Remember that the goal is to touch non SN2 specific code and build files as little as possible. I do not want to re-implement the machvec infrastructure that was removed in 5.4. It was removed for a good reason.

If you need additional files, let me know. Lets go over your planned changes before executing on them.

And it generated a plan and generated the patches. And after a few build issues and one DMA issue on boot, it works. All without reimplementing machvec and touching all arch/ia64 files. This gave me the confidence to continue moving up in versions.

So I started working through the versions, 5.4 -> 5.5 -> 5.10 -> 5.15 -> 6.1 -> 6.2 -> 6.3 -> 6.4 -> 6.6,
and then the first one since ia64 was removed from the kernel, 6.16

I kept track of the patches in this repo: https://github.com/nsafran1217/sn2-kernel-tools/tree/main/diff.
Also contained in the repo is some build scripts, some notes on bisecting issues, and my kernel configs I used for test. Most of the individual version directories have a readme or a fixes.md outlining the changes from the previous version.
Not all of the patches have all of the fixes that were found during this process. For example, after v4.0, the serial console started behaving strangely. This was fixed with a small patch, but I did not confirm if all versions have the fix.

In general, my fork of linux has all the patches and should be used to generate patch files if needed.


I used a standardized prompt to start the forward porting process. I would provide a tar file of the clean tree, a tar file of the previous patched version, and the patch for the previous version.
Claude would then apply the patch to the clean version, fix any rejected hunks, and look at the file for any changes which would prevent it from building. Obviosuly it won't catch everything since it can't compile this, so I would send it any issues after, instructing it to keep track of the changes and provide individual patch files for the fixes. At the end, it would combine the patches and confirm is applies cleanly to the clean tree.

This process worked great. Some of the versions would be done in 30 minutes. I'm sure an experience kernel dev could have also finished these versions in 30 minutes, but for someone with my skill level they would have taken a long time.

Recurring issues

I had one difficult issue keep coming up during the process related to loading modules. This specific bug was introduced in v5.2, but I didn't catch it then because I didn't have any USB devices plugged in. After plugging in a keyboard and mouse to test modules, the issue happened almost every boot.
Initial chats with claude did not help find this issue, so I bisected the kernel until I found the commit which introduced the bug.
Once I had the commit and gave that to claude, it was able to determine a possible cause for the issue, and a fix. The cause is documented here.

After jumping to v6.16 from 6.6, the issue came back as the overrides we were using were no longer possible. Claude did recognize it would come back, though it recommended building modules into the kernel as a fix. After telling it to fix it, claude was able to implement a fix that is SN2 specific and hopefully continues to work for many more versions. Description here.

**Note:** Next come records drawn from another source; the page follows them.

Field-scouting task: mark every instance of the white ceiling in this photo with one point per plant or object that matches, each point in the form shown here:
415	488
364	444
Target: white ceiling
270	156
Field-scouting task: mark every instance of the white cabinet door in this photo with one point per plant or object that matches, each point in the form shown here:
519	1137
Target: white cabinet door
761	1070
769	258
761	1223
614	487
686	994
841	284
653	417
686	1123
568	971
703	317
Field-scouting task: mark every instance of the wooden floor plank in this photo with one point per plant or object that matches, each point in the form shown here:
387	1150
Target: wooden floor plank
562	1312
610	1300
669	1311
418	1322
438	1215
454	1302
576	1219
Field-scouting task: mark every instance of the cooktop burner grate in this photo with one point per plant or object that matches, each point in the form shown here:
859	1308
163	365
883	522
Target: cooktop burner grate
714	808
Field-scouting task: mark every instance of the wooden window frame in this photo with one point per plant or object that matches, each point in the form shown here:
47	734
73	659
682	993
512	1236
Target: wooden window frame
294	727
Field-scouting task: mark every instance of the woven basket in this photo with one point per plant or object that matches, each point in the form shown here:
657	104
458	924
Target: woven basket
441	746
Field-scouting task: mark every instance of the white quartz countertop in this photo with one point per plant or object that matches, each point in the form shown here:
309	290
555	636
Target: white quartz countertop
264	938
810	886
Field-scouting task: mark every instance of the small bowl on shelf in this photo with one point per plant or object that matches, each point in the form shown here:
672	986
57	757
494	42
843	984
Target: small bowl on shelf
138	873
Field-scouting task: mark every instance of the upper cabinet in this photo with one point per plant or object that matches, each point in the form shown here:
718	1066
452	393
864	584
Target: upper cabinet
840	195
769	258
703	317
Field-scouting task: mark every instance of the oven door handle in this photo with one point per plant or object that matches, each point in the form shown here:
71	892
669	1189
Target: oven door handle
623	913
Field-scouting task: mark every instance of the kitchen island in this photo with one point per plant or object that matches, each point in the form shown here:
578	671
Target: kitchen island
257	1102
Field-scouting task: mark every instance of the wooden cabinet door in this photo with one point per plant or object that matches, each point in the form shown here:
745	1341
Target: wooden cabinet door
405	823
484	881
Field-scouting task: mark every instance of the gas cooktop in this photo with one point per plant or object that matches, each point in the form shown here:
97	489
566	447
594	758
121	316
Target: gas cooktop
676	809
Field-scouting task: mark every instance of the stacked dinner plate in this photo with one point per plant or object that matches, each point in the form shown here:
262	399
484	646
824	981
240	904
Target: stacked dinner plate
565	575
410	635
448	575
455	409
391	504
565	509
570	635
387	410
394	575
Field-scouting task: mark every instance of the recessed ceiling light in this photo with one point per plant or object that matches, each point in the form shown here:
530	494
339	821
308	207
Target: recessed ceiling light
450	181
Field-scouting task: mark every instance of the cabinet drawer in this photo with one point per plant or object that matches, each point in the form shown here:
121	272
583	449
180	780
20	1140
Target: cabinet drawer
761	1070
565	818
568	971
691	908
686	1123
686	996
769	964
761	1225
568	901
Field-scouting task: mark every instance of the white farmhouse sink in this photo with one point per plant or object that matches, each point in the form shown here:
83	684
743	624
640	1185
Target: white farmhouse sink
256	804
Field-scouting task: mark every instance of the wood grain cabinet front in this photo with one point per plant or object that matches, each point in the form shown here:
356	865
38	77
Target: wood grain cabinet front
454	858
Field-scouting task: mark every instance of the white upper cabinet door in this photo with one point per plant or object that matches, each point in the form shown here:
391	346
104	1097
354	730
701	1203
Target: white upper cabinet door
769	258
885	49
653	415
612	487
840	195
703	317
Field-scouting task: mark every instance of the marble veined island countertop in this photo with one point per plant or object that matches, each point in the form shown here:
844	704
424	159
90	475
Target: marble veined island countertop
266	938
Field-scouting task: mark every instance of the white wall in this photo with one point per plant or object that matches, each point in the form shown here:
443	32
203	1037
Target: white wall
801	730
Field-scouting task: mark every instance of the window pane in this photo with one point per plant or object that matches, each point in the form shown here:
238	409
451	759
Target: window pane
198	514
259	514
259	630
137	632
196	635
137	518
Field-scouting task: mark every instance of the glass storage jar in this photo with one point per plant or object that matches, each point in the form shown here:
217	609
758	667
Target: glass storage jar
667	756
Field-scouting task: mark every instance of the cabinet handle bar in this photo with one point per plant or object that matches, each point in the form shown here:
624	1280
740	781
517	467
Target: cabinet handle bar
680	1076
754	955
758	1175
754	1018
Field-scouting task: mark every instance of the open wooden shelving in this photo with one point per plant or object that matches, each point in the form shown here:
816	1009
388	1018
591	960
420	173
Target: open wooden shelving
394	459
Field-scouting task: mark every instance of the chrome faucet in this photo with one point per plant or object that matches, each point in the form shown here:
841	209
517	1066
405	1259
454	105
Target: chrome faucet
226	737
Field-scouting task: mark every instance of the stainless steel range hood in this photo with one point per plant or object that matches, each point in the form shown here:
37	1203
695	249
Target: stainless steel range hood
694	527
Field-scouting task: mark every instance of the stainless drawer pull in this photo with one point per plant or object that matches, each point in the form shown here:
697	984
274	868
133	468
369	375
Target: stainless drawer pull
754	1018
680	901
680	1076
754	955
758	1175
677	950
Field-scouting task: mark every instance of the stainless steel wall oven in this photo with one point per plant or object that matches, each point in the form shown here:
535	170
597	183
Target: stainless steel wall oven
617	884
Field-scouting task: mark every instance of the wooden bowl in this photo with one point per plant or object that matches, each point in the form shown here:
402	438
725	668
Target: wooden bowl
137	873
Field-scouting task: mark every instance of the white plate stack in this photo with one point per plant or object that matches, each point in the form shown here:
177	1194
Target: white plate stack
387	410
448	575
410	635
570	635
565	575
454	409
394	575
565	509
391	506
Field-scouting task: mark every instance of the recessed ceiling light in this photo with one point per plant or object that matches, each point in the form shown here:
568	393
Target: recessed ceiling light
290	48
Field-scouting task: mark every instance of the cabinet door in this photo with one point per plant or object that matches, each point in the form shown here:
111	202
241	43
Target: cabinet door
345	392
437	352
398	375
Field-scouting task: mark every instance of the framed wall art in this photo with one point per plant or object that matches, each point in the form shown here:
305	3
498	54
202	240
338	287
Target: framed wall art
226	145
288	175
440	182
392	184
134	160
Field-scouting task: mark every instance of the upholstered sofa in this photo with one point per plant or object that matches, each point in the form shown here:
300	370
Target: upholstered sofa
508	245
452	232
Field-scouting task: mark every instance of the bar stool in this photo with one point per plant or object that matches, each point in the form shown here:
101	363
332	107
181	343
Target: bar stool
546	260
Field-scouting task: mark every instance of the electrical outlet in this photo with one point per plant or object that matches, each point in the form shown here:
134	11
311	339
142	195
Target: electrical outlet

The real root cause is an unfinished implementation in arch/ia64/include/asm/tlbflush.h for flush_tlb_kernel_range, where they just flush all.

static inline void flush_tlb_kernel_range(unsigned long start,
                                          unsigned long end)
{
        flush_tlb_all();        /* XXX fix me */
}

24 years later, it was never fixed.

Also during the jump to v6.16, a major bug was introduced which prevented the kernel from loading any binaries. This turned out to be a fix that was already introduced in other architectures, but was missed in ia64 since it was removed from Linux. HP Integrity and Ski were unaffected, but SN2 did not get lucky. This patch has been applied to the linux-ia64 branch.

Conclusion

At this point, I just have to continue pushing the version forward until we reach current mainline linux, and then maybe the patch will be merged into the linux-ia64 fork and SN2 will be a "supported" machine type once again.